Republished from ESRI and GEO Informatics.

What is GeoDesign?
GeoDesign is a set of techniques and enabling technologies for planning built and natural environments in an integrated process, including project conceptualization, analysis, design specification, stakeholder participation and collaboration, design creation, simulation, and evaluation (among other stages). “GeoDesign is a design and planning method which tightly couples the creation of design proposals with impact simulations informed by geographic contexts.” [1] Nascent geodesign technology extends geographic information systems so that in addition to analyzing existing environments and geodata, users can synthesize new environments and modify geodata. Learn more about GeoDesign on Wikipedia.

Read more at ESRI ArcWatch . . .

Jack Dangermond on GeoDesign:
“In January [ESRI hosted] the first GeoDesign Summit. It will bring people from both the GIS and design fields together and have them share their work and get a conversation going. I’m not totally sure what the outcome is going to be, but I’m hoping a new profession or direction will emerge.

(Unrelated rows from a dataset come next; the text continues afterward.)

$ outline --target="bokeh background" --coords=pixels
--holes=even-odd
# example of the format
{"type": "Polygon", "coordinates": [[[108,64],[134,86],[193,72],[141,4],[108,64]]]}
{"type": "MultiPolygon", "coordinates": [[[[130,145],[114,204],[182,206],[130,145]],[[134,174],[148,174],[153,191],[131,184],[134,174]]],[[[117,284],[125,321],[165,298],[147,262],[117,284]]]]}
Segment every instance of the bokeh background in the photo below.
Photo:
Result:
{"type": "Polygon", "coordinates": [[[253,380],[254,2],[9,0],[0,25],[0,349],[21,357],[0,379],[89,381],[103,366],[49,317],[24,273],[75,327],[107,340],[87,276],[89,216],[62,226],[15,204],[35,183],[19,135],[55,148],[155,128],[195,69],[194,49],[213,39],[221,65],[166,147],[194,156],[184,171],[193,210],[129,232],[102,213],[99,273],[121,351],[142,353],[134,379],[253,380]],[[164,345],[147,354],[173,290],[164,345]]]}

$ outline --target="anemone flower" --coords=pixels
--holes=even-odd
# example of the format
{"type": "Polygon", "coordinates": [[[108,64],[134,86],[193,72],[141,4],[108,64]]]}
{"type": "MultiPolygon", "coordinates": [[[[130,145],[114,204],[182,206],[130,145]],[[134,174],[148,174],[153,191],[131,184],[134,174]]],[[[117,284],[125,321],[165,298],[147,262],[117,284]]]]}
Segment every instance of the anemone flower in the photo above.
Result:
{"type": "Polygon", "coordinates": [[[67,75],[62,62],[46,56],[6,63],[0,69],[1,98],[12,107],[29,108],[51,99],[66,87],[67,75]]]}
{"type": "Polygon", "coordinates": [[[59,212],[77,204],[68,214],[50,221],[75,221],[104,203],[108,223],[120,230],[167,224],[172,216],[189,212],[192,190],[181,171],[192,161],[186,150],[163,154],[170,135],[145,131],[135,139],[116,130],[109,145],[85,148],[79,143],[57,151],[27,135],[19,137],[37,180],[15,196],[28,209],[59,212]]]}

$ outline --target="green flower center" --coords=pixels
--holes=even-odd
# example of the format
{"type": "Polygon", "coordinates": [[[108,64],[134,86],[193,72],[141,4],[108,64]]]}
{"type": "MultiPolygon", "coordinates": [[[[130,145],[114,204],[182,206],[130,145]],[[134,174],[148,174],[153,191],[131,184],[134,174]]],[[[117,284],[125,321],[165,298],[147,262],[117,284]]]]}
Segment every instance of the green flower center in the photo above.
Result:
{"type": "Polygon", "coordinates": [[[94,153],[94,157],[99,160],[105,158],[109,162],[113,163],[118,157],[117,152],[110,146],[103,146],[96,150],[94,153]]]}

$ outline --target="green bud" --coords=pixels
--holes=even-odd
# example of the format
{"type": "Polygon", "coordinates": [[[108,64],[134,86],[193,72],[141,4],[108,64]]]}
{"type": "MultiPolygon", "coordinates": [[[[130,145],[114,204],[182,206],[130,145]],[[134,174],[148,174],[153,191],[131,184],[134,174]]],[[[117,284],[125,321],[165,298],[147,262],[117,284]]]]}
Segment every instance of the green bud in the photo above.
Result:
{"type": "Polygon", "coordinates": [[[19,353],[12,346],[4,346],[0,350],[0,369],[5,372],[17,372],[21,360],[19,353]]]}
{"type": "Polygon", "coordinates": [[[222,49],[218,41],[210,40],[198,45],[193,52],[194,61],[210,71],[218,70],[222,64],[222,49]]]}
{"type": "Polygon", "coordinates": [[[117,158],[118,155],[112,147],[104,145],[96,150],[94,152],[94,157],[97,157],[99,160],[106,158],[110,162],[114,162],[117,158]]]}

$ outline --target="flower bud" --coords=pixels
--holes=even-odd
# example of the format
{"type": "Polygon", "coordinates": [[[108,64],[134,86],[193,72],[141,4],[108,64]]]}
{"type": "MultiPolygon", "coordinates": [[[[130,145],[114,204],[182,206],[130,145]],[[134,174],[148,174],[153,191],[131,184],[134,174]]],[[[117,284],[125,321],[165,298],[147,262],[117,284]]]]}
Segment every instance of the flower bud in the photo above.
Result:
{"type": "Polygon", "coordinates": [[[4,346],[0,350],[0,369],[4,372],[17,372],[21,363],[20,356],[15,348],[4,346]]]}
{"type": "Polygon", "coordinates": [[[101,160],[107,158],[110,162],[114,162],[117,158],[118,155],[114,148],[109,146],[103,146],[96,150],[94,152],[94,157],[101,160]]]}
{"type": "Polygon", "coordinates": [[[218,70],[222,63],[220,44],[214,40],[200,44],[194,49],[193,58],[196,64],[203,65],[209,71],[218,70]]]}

I think we need this kind of mixing at this point to bring these two fields together; people who design the world with people who design the future. Today, geography lives very well in its world and designers live very well in their world, but there’s not this cross-mixing. I believe the outcome will be much enlightened ways to do development; ways that bring science into how we design things: cities, the environment, highways, everything that we do. Today we certainly see the need for this all the way from global warming to designing more livable and sustainable cities. We need more geographic thinking in the way we make decisions. GeoDesign is an attempt to try to do something about that.”

Read more at GEO Informatics . . .

What does it mean for GIS discipline:
“It is not so much that geodesign is new, but rather that technology has reached a point that allows artists to participate in the geodesign process – without becoming technologists.” (Kirk at GeoThought) It still requires good (accurate, precise) base maps and themes in GIS to enable smart decision making (geodesign) on the desktop and in the cloud (web apps). Instead GIS techs being puck jockeys, the planning folks will be able to use the GIS directly, or it’ll seem that way to them 😉 I used to work somewhere where the boss had desktop design apps installed and he could comp out designs, but they still had to be rebuilt to production specs. My guess is the same will be true with GeoDesign for a good bit yet. Meanwhile, focus on core competencies.